In the early 80s of the last century, when Lee Ecoca led Chrysler to reverse the downturn, Stellantis is now often the first company among the Detroit Big Three to be affected because its product costs are lower and customers are more sensitive to prices.

Today, Stellantis has a different problem.

Like its rivals, Stellantis raised prices during the pandemic due to a shortage of new cars due to supply chain failures. But then it refused to lower the price.

Pat Ryan, CEO of car shopping app CoPilot, said Stellantis increased prices by 50% between 2019 and 2024, while inflation increased 23%.

Stellantis' pricing really exceeds their historical market,” Ryan said.

According to data provided by CoPilot to Reuters, the Ram 1500 pickup and Jeep Wagoneer have far longer delivery days than their closest competitors, which indicates that Stellantis's inventory problems are widespread and serious. Ryan said that although every company has inventory issues, Stellantis's situation is particularly serious.

“Everyone has inventory issues, but nowhere are they as long or serious as Stellantis,” Ryan said.

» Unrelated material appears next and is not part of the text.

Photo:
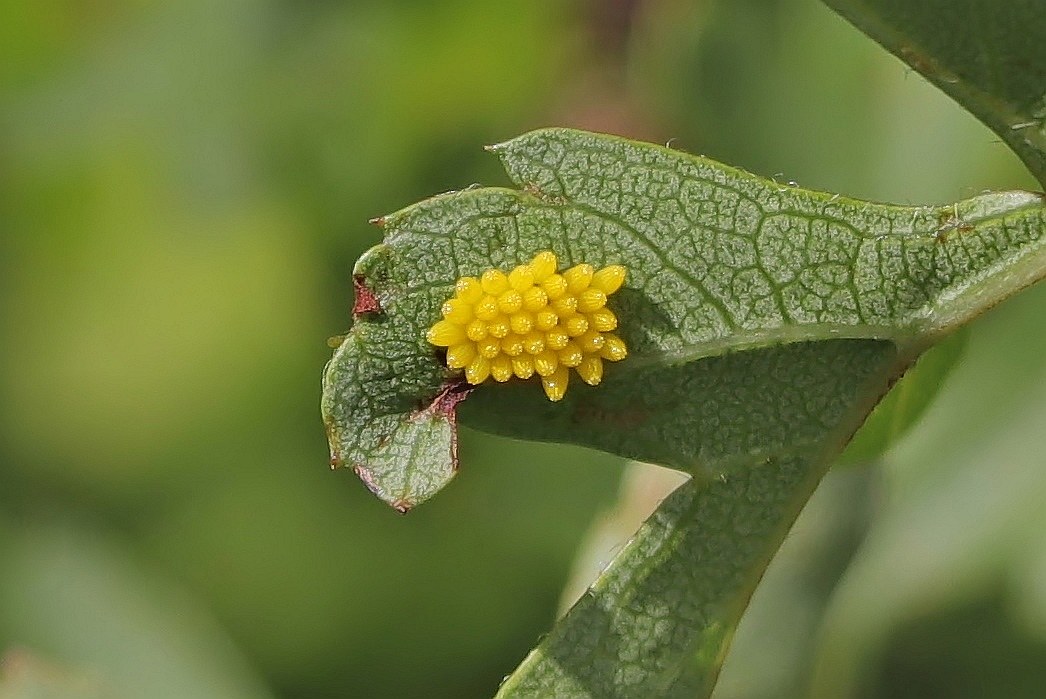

Due to slow response, even if the 2025 model was launched, Stellantis had a higher share of the 2023 model (with a larger sales discount) in the hands of dealers than most competitors.

According to Cox Automotive data, as of early October, Stellantis 2023 models still accounted for 19.3% of Dodge cars, 8.3% of Chryslers, 2.3% of Rams, and 1.3% of Jeeps. Meanwhile, 2025 models already account for 36.6% of Ram's inventory, while other brands account for between 11% and 14.5%.

Despite Stellantis's “aggressive” incentives for its US portfolio, the company's sales in the US fell 20% in the third quarter.

According to Cox data, Jeep's incentives rose to 9% in September from 5.3% in May, and incentives for Ram pickups rose from 6.3% to 9.6%.

According to CoPilot's data, Stellantis provided $4,500 in cash back for a Ram 1500 pickup, but Stellantis might need to double the discount to cut inventory.

It could also cut production.

“They just need to reduce production... get the dealer's inventory back to normal,” said Brian Sponheimer (Brian Sponheimer), an investor at Stellantis and an analyst at Gabelli Funds.

Experts say that apart from the current crisis, Jeep and Ram, particularly Dodge and Chrysler, have few models, but each has independent, costly marketing, branding, and design teams.

Stellantis has a lot of brand work to do in the US,” Keating said. “It's going to be painful.”